Pergeseran ini bukan hanya soal teknologi, melainkan juga transformasi budaya di ruang redaksi. Banyak tim jurnalistik di Amerika Latin kini mempelajari cara kerja algoritme, dampaknya pada proses editorial, dan strategi memanfaatkan AI tanpa mengorbankan integritas profesional. Regulasi dan transparansi menjadi kunci dalam penggunaan AI di media, sementara inovasi lokal terus bermunculan untuk menjawab tantangan global seperti otomatisasi konten dan pengecekan fakta.
Data: Bahan Bakar dan Kendala Utama
AI hanya sebaik data yang dimilikinya. Di Amerika Latin, akses ke data yang andal masih menjadi tantangan serius. Banyak data pemerintah belum terdigitalisasi atau tidak lengkap, sehingga menyulitkan pemanfaatan AI secara optimal. La Nación Data di Argentina, dipimpin oleh Momi Peralta Ramos dan Florencia Coehlo, telah bertahun-tahun mengolah data publik agar dapat digunakan jurnalis. Pada pemilu Argentina 2023, mereka menggunakan AI dan teknologi pengenalan gambar untuk memeriksa dokumen penghitungan suara secara akurat. Dengan bantuan relawan, lebih dari 100.000 dokumen berhasil diproses dengan cepat, mendeteksi potensi kesalahan dan memperkuat pengawasan pemilu.

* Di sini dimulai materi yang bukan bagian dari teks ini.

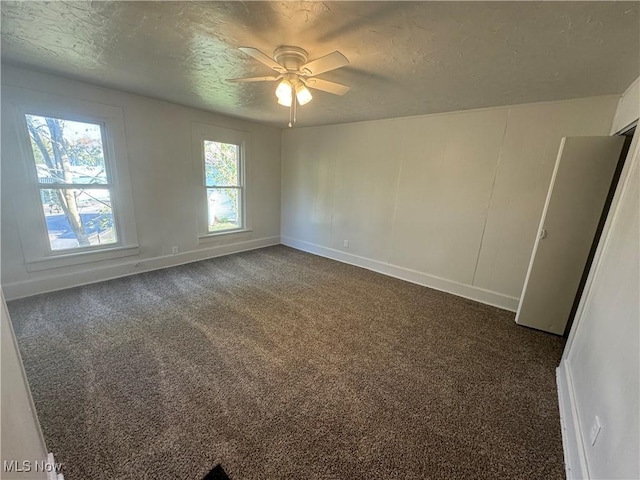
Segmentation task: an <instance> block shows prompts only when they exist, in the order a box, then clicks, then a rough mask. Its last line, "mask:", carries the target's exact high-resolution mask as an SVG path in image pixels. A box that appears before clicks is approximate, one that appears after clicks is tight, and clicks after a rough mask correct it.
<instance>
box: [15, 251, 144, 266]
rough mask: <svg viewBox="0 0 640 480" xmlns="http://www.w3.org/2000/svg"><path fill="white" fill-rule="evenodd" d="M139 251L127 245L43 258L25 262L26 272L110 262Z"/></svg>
mask: <svg viewBox="0 0 640 480" xmlns="http://www.w3.org/2000/svg"><path fill="white" fill-rule="evenodd" d="M139 253H140V249H139V248H138V246H137V245H128V246H124V247H113V248H108V249H107V248H105V249H101V250H92V251H85V252H76V253H66V254H61V255H55V256H51V257H45V258H41V259H38V260H31V261H27V262H26V269H27V272H40V271H43V270H49V269H51V268H62V267H70V266H73V265H81V264H83V263H91V262H100V261H103V260H112V259H115V258H122V257H130V256H132V255H138V254H139Z"/></svg>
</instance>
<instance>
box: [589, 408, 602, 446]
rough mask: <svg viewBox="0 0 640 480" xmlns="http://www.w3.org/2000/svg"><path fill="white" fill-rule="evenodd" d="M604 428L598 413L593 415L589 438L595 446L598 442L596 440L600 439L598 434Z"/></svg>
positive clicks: (589, 430) (589, 434)
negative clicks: (600, 424)
mask: <svg viewBox="0 0 640 480" xmlns="http://www.w3.org/2000/svg"><path fill="white" fill-rule="evenodd" d="M600 430H602V425H600V419H599V418H598V416H597V415H596V416H595V417H593V423H592V424H591V429H590V430H589V439H590V440H591V446H592V447H593V446H594V445H595V444H596V440H598V434H599V433H600Z"/></svg>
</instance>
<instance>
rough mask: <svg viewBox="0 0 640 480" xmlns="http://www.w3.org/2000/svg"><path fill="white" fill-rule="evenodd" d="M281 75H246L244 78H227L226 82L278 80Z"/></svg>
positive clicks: (259, 81)
mask: <svg viewBox="0 0 640 480" xmlns="http://www.w3.org/2000/svg"><path fill="white" fill-rule="evenodd" d="M281 78H282V75H279V76H277V77H276V76H274V77H246V78H229V79H228V80H227V82H232V83H248V82H275V81H276V80H280V79H281Z"/></svg>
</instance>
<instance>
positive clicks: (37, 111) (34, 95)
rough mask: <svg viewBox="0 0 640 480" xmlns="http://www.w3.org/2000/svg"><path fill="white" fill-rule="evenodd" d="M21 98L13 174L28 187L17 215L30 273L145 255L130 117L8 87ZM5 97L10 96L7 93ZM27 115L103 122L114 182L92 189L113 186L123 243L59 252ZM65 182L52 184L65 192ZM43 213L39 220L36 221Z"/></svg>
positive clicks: (16, 137) (109, 168) (80, 101)
mask: <svg viewBox="0 0 640 480" xmlns="http://www.w3.org/2000/svg"><path fill="white" fill-rule="evenodd" d="M3 90H6V91H7V92H10V94H11V96H12V98H15V99H16V100H14V101H11V102H7V103H10V108H11V109H12V110H13V116H14V118H15V125H16V129H17V130H16V132H15V133H16V151H15V157H16V158H15V161H14V162H12V163H13V164H16V165H12V167H11V171H12V174H15V175H16V176H17V177H18V178H19V179H20V180H19V181H18V182H17V183H19V184H20V185H24V186H25V188H22V189H16V190H15V191H14V192H13V195H12V197H13V198H14V211H16V212H18V214H19V215H22V218H21V219H20V221H18V222H17V223H18V235H19V238H20V242H21V245H22V249H23V253H24V260H25V267H26V269H27V271H29V272H31V271H40V270H46V269H49V268H59V267H66V266H72V265H77V264H82V263H88V262H96V261H100V260H107V259H112V258H119V257H125V256H130V255H136V254H138V253H139V247H138V240H137V231H136V224H135V217H134V212H133V198H132V194H131V186H130V179H129V168H128V157H127V148H126V142H125V131H124V115H123V112H122V109H121V108H119V107H112V106H109V105H103V104H98V103H93V102H88V101H84V100H77V99H72V98H67V97H58V96H55V95H50V94H45V93H41V92H34V91H30V90H27V89H21V88H16V87H6V88H5V87H3ZM3 93H5V92H3ZM25 115H38V116H45V117H53V118H60V119H63V120H70V121H78V122H87V123H93V124H99V125H100V127H101V134H102V137H103V149H104V153H105V169H106V172H107V178H108V183H107V184H104V185H103V186H102V185H97V184H96V185H93V186H92V188H101V186H102V188H107V189H108V190H109V194H110V199H111V209H112V214H113V220H114V224H115V225H116V230H117V235H118V239H117V240H118V241H117V242H115V243H109V244H106V245H91V246H87V247H77V248H69V249H60V250H53V249H51V244H50V242H49V238H48V235H49V233H48V230H47V226H46V219H45V215H44V211H43V208H42V203H41V201H40V198H41V197H40V191H41V187H42V184H40V182H39V181H38V173H37V167H36V164H35V161H34V157H33V150H32V146H31V139H30V136H29V131H28V129H27V123H26V118H25ZM82 185H83V184H78V185H73V186H71V187H72V188H73V187H75V188H77V187H78V186H80V187H82ZM63 186H64V185H63V184H51V185H50V186H49V185H46V187H50V188H62V187H63ZM36 212H37V218H36Z"/></svg>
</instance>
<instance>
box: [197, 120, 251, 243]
mask: <svg viewBox="0 0 640 480" xmlns="http://www.w3.org/2000/svg"><path fill="white" fill-rule="evenodd" d="M191 132H192V144H193V145H192V152H193V167H194V173H195V175H194V187H195V188H194V190H195V202H196V206H197V207H196V212H197V234H198V243H205V242H209V241H213V240H215V239H216V238H219V237H221V236H225V235H233V234H242V233H245V232H251V231H252V229H251V225H250V218H251V217H250V214H249V203H248V196H249V195H248V191H249V189H248V181H249V175H248V172H247V170H248V163H249V162H248V160H247V159H248V157H249V150H250V134H249V133H248V132H245V131H242V130H233V129H229V128H223V127H218V126H216V125H208V124H204V123H197V122H193V123H192V128H191ZM205 140H208V141H212V142H218V143H228V144H233V145H238V146H239V154H238V156H239V158H238V169H239V175H238V176H239V180H240V185H241V186H240V187H236V186H232V187H228V188H238V189H239V190H240V192H241V193H240V198H241V202H240V203H241V208H240V210H241V212H240V214H239V215H240V217H241V219H242V224H241V225H242V226H241V227H239V228H233V229H228V230H222V231H219V232H209V228H208V226H209V225H208V224H209V222H208V213H209V212H208V206H207V195H206V192H207V188H216V187H210V186H207V184H206V178H205V164H204V142H205ZM219 188H225V187H219Z"/></svg>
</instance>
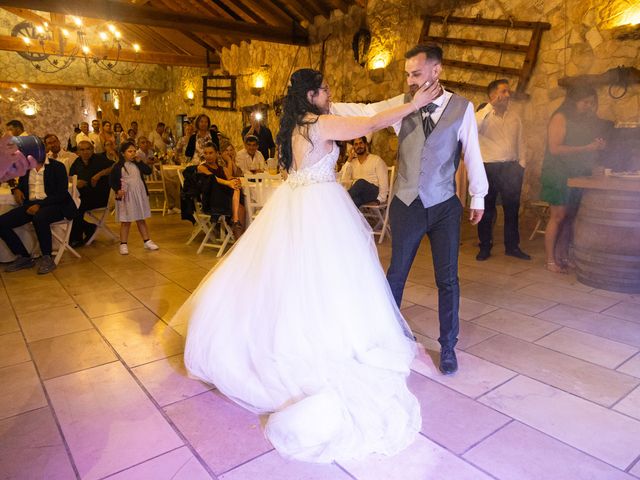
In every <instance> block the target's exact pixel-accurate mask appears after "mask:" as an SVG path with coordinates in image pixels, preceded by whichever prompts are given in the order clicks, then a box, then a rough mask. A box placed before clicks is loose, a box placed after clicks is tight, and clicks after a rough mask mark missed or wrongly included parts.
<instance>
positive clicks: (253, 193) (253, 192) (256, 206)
mask: <svg viewBox="0 0 640 480" xmlns="http://www.w3.org/2000/svg"><path fill="white" fill-rule="evenodd" d="M240 180H241V182H242V191H243V193H244V208H245V209H246V211H247V226H249V225H250V224H251V222H252V221H253V219H254V218H256V216H257V215H258V213H259V212H260V210H261V209H262V207H264V205H265V203H266V202H267V200H268V199H269V197H270V196H271V194H272V193H273V191H274V189H275V188H276V187H278V186H279V185H280V184H281V183H282V177H281V176H280V175H272V174H269V173H256V174H249V175H245V176H244V177H241V178H240Z"/></svg>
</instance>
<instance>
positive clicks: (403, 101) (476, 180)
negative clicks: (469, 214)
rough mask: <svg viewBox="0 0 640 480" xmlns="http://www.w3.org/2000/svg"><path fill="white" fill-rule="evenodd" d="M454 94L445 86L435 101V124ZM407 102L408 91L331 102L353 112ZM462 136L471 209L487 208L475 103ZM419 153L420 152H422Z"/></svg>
mask: <svg viewBox="0 0 640 480" xmlns="http://www.w3.org/2000/svg"><path fill="white" fill-rule="evenodd" d="M452 95H453V94H452V93H451V92H448V91H446V90H445V92H444V93H443V94H442V95H440V96H439V97H438V98H436V99H435V100H434V101H433V103H435V104H436V105H437V108H436V110H435V111H434V112H433V113H432V114H431V118H432V120H433V122H434V123H435V124H437V123H438V120H440V117H441V116H442V112H444V109H445V107H446V106H447V104H448V103H449V100H450V99H451V96H452ZM403 103H404V94H402V95H398V96H396V97H393V98H390V99H388V100H383V101H382V102H377V103H370V104H367V105H364V104H359V103H334V104H333V105H332V106H331V113H334V114H336V115H349V116H354V115H355V116H357V115H360V116H369V117H370V116H373V115H375V114H376V113H378V112H381V111H383V110H386V109H388V108H392V107H397V106H398V105H402V104H403ZM423 115H424V114H423ZM392 127H393V129H394V130H395V132H396V135H397V134H399V133H400V127H402V121H399V122H398V123H395V124H393V125H392ZM458 140H459V141H460V142H461V144H462V155H463V157H464V164H465V166H466V168H467V176H468V177H469V193H470V194H471V206H470V207H471V209H473V210H484V197H485V195H486V194H487V193H488V191H489V184H488V183H487V180H486V179H487V177H486V174H485V170H484V165H483V163H482V154H481V153H480V147H479V144H478V126H477V124H476V119H475V116H474V111H473V104H472V103H471V102H469V105H467V109H466V110H465V112H464V117H463V119H462V123H461V124H460V128H458ZM418 153H419V152H418Z"/></svg>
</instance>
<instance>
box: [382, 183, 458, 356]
mask: <svg viewBox="0 0 640 480" xmlns="http://www.w3.org/2000/svg"><path fill="white" fill-rule="evenodd" d="M389 208H390V210H389V221H390V223H391V265H390V266H389V270H388V271H387V280H388V282H389V285H390V287H391V292H392V293H393V296H394V298H395V300H396V303H397V304H398V308H400V303H401V302H402V293H403V290H404V285H405V283H406V281H407V276H408V275H409V270H410V269H411V264H412V263H413V260H414V258H415V256H416V252H417V251H418V247H419V246H420V242H421V241H422V239H423V238H424V236H425V235H427V236H428V237H429V241H430V242H431V257H432V258H433V268H434V270H435V277H436V285H437V287H438V317H439V319H440V338H438V342H440V345H441V346H442V347H443V348H444V347H451V348H453V347H455V345H456V343H457V341H458V332H459V330H460V322H459V318H458V308H459V304H460V286H459V284H458V250H459V247H460V219H461V217H462V204H461V203H460V200H459V199H458V197H457V196H456V195H454V196H452V197H451V198H449V199H448V200H445V201H444V202H441V203H439V204H437V205H434V206H432V207H429V208H424V205H423V204H422V202H421V201H420V197H417V198H416V199H415V200H414V201H413V203H411V205H409V206H407V205H405V204H404V203H403V202H402V201H401V200H400V199H399V198H398V197H394V198H393V200H392V201H391V205H390V206H389Z"/></svg>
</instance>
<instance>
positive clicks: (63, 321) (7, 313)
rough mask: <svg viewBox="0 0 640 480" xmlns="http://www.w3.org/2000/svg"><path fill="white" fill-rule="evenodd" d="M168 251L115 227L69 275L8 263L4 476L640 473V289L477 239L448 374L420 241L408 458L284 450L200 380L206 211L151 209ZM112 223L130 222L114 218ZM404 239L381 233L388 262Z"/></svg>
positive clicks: (410, 378) (68, 258)
mask: <svg viewBox="0 0 640 480" xmlns="http://www.w3.org/2000/svg"><path fill="white" fill-rule="evenodd" d="M150 226H151V232H152V234H153V235H152V236H153V238H154V240H156V242H157V243H158V244H159V245H160V247H161V249H160V250H159V251H157V252H148V251H145V250H144V249H143V248H142V244H141V241H139V237H138V236H137V232H132V238H131V245H130V250H131V255H129V256H128V257H122V256H120V255H119V254H118V252H117V247H116V246H115V245H114V244H110V243H108V242H107V241H104V240H103V241H98V242H96V243H94V244H93V245H91V246H89V247H84V248H82V249H81V250H80V252H81V253H82V259H75V258H72V257H70V256H68V255H66V256H65V258H64V260H63V262H62V264H61V265H60V267H59V268H58V269H57V270H56V271H55V272H54V274H53V275H47V276H37V275H36V274H35V272H34V271H33V270H32V271H22V272H18V273H14V274H4V273H3V274H2V277H1V278H2V287H0V311H1V312H2V315H1V318H0V478H2V479H9V478H11V479H28V480H31V479H40V478H42V479H47V480H49V479H61V480H62V479H72V478H82V479H101V478H110V479H114V480H115V479H118V480H128V479H144V480H146V479H153V480H162V479H170V478H171V479H183V480H198V479H208V478H218V479H221V480H222V479H224V480H248V479H260V480H262V479H278V480H303V479H306V480H324V479H326V480H343V479H344V480H347V479H358V480H378V479H379V480H396V479H397V480H414V479H415V480H427V479H429V480H438V479H453V480H465V479H469V480H482V479H501V480H552V479H557V480H573V479H575V480H582V479H592V480H618V479H625V478H626V479H632V478H636V479H637V478H640V353H639V352H640V295H635V296H633V295H623V294H616V293H611V292H607V291H603V290H594V289H592V288H590V287H587V286H585V285H582V284H580V283H578V282H577V281H576V279H575V276H573V275H557V274H552V273H549V272H546V271H545V270H544V269H543V268H542V265H543V260H542V258H543V255H542V252H543V248H542V238H541V237H538V238H537V239H536V240H534V241H533V242H527V241H525V242H523V244H522V247H523V249H524V250H526V251H528V252H530V253H531V254H533V255H534V260H533V261H531V262H525V261H520V260H515V259H512V258H508V257H505V256H503V255H502V254H501V252H500V250H501V248H500V247H499V246H497V247H496V248H495V249H494V256H493V257H491V258H490V259H489V260H488V261H486V262H483V263H479V262H477V261H476V260H475V258H474V257H475V253H476V247H475V246H474V244H475V240H474V232H473V230H472V229H471V228H469V227H468V226H466V227H465V228H464V232H463V233H464V234H463V239H464V241H463V245H462V246H461V258H460V279H461V289H462V301H461V307H460V314H461V318H462V321H461V335H460V342H459V361H460V371H459V372H458V373H457V374H456V375H454V376H451V377H443V376H442V375H441V374H440V373H439V372H438V369H437V367H436V364H435V363H434V362H435V361H436V360H437V356H438V344H437V342H436V341H435V338H437V336H438V319H437V312H436V310H437V290H436V289H435V284H434V280H433V270H432V264H431V259H430V253H429V249H428V245H426V244H425V245H423V247H422V248H421V250H420V251H419V254H418V258H417V260H416V263H415V266H414V268H413V270H412V272H411V276H410V279H409V283H408V284H407V289H406V292H405V302H404V308H403V311H404V314H405V316H406V318H407V319H408V321H409V322H410V323H411V325H412V327H413V329H414V331H415V332H416V334H417V336H418V339H419V340H420V342H421V343H422V344H423V345H424V347H425V348H424V350H423V351H421V352H420V355H419V356H418V357H417V358H416V359H415V361H414V364H413V373H412V375H411V377H410V379H409V385H410V388H411V389H412V391H413V392H414V393H415V394H416V395H417V396H418V398H419V400H420V403H421V405H422V415H423V424H422V431H421V434H420V436H419V437H418V439H417V440H416V441H415V442H414V444H413V445H411V446H410V447H409V448H408V449H407V450H405V451H404V452H402V453H400V454H398V455H396V456H395V457H392V458H386V457H379V456H375V457H372V458H369V459H367V460H366V461H361V462H349V463H343V464H333V465H310V464H304V463H299V462H291V461H287V460H284V459H283V458H281V457H280V456H279V455H278V453H277V452H275V451H274V450H273V448H272V447H271V445H270V444H269V443H268V442H267V441H266V440H265V438H264V436H263V435H262V432H261V419H260V418H258V417H257V416H255V415H253V414H251V413H249V412H247V411H245V410H243V409H242V408H240V407H238V406H237V405H235V404H233V403H231V402H230V401H228V400H227V399H225V398H224V397H223V396H221V395H220V394H219V393H218V392H217V391H216V390H215V388H213V387H212V386H210V385H205V384H202V383H200V382H196V381H194V380H191V379H188V378H187V376H186V372H185V369H184V366H183V363H182V351H183V346H184V335H185V332H186V325H170V324H169V323H168V322H169V321H170V319H171V317H172V315H173V313H174V312H175V311H176V309H177V308H178V307H179V306H180V305H181V304H182V302H184V300H185V299H186V298H187V297H188V295H189V292H190V291H193V289H195V287H196V286H197V284H198V282H199V281H200V280H201V279H202V277H203V276H204V275H205V274H206V273H207V272H208V270H209V269H210V268H211V267H213V266H214V265H215V264H216V259H215V256H214V255H213V252H211V251H205V252H204V253H203V254H201V255H197V254H196V249H197V245H194V244H192V245H189V246H185V245H184V241H185V240H186V238H188V234H189V231H190V225H189V224H188V223H185V222H180V221H179V219H178V218H177V217H176V216H169V217H164V218H163V217H160V216H157V215H154V217H153V218H152V219H151V222H150ZM111 227H112V228H113V229H115V228H116V226H114V225H112V226H111ZM389 254H390V245H389V243H388V242H386V243H385V244H384V245H382V246H381V247H380V257H381V261H382V262H383V264H385V265H386V264H387V263H388V260H389Z"/></svg>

Masalah lain adalah konsentrasi data pengguna di tangan perusahaan teknologi besar, yang menciptakan risiko akses tidak merata. Untuk mengatasi hal ini, inisiatif jurnalisme investigasi mulai bermunculan. Di Peru, Nelly Luna Amancio dari Ojo Público memimpin pengembangan Funes, alat AI yang dirancang untuk mendeteksi korupsi dalam kontrak pemerintah. Alat ini membantu memperkuat transparansi di wilayah dengan akses informasi terbatas.
Inovasi dan Peran Pakar Lokal
Rigoberto Carvajal, insinyur sistem asal Kosta Rika, memainkan peran penting dalam mengembangkan teknologi untuk jurnalisme investigasi. Karyanya di International Consortium of Investigative Journalists (ICIJ) membantu jurnalis mengolah data besar untuk mengungkap jaringan korupsi dan penghindaran pajak. Carvajal terlibat dalam investigasi Panama Papers, di mana teknik pembelajaran mesin digunakan untuk mengklasifikasi dokumen dan menemukan pola tersembunyi. Kini, ia memimpin pengembangan Nina di Centro Latinoamericano de Investigación Periodística (CLIP), aplikasi berbasis web yang memanfaatkan AI untuk memproses data besar dan tak terstruktur.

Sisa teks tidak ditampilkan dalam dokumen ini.